Abstract: An oxidation bonding process was developed to fabricate oxidation-bonded porous silicon nitride (Si3N4) ceramics from α-Si3N4 powder in air at 1100-1400oC. Si3N4 particles are bonded by the oxidation-derived silica (SiO2) and the pores derive from the stack of Si3N4 particles and the release of N2 and SiO gas during the sintering. The microstructure of oxidation-bonded porous Si3N4 ceramics was observed. Moreover, the fracture mechanism was analyzed. Effects of the bonding phases and pores on the flexural strength were investigated. Oxidation-bonded porous Si3N4 ceramics with high flexural strength was obtained by restraining the crystallization of amorphous silica and forming the well-developed necks between Si3N4 particles.
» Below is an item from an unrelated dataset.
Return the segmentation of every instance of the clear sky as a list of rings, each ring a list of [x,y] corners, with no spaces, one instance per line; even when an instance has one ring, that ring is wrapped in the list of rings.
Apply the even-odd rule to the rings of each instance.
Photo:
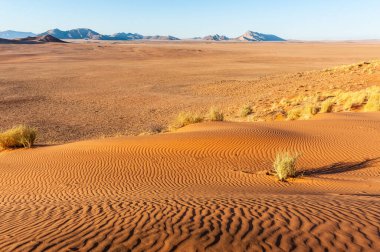
[[[82,27],[180,38],[252,30],[286,39],[380,39],[380,0],[0,0],[0,31]]]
Abstract: Porous silicon carbide (SiC) ceramics were fabricated by a polycarbosilane (PCS) conversion bonding technique, in which PCS was used as a binder to bond SiC particles with each other. In the preparing process, SiC particles were first coated with PCS, and then the powder compacts were heat-treated in an inert atmosphere. During the heat-treatment, the PCS decomposed and gradually converted to inorganic covalent solids composed mainly of Si-C networks. The pyrolysis process of PCS, the pore structures and flexural strength of the as-prepared specimens were analyzed and discussed. Preparing temperature as low as 1100°C was adopted in this process and the porous SiC ceramics with a flexural strength of 20 MPa at an open porosity of 43% was obtained. Since PCS was used as a binder, the critical feature of this technique was that the preparation of porous SiC body was achieved at a low temperature.
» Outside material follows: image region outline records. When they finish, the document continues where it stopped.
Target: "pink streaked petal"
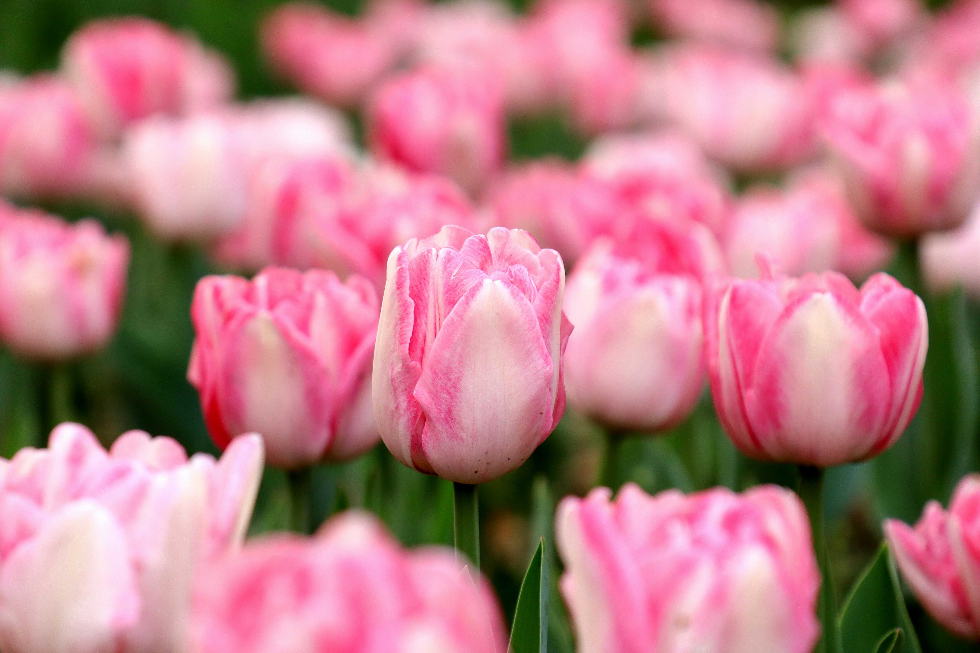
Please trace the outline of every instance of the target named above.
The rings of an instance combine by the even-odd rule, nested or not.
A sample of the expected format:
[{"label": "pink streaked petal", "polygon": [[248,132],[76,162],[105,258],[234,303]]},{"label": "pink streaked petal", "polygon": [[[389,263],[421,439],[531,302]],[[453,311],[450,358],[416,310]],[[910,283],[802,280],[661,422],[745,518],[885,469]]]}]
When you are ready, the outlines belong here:
[{"label": "pink streaked petal", "polygon": [[530,303],[507,282],[474,286],[443,323],[415,389],[428,464],[460,483],[519,467],[551,431],[553,379]]}]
Abstract: A novel technique was developed to synthesize porous silica–matrix ceramics from silicon carbide and alumina with an Y2O3 addition, using pine sawdust as a pore former. The porous ceramics were fabricated at temperatures of 1300–1500 oC in air by a reaction–bonding process based on two reactions: (1)SiC+2O2→SiO2+CO2 (Oxidation) and (2)2SiO2+3Al2O3→3Al2O3·2SiO2 (Mullitization). Reaction–bonding behavior, mechanical property and open porosity were investigated as a function of Y2O3 content as well as sintering temperature and holding time. Moreover, phase composition and microstructure of the porous silica–matrix ceramics were studied by X–ray diffraction (XRD) and scanning electron microscopy (SEM).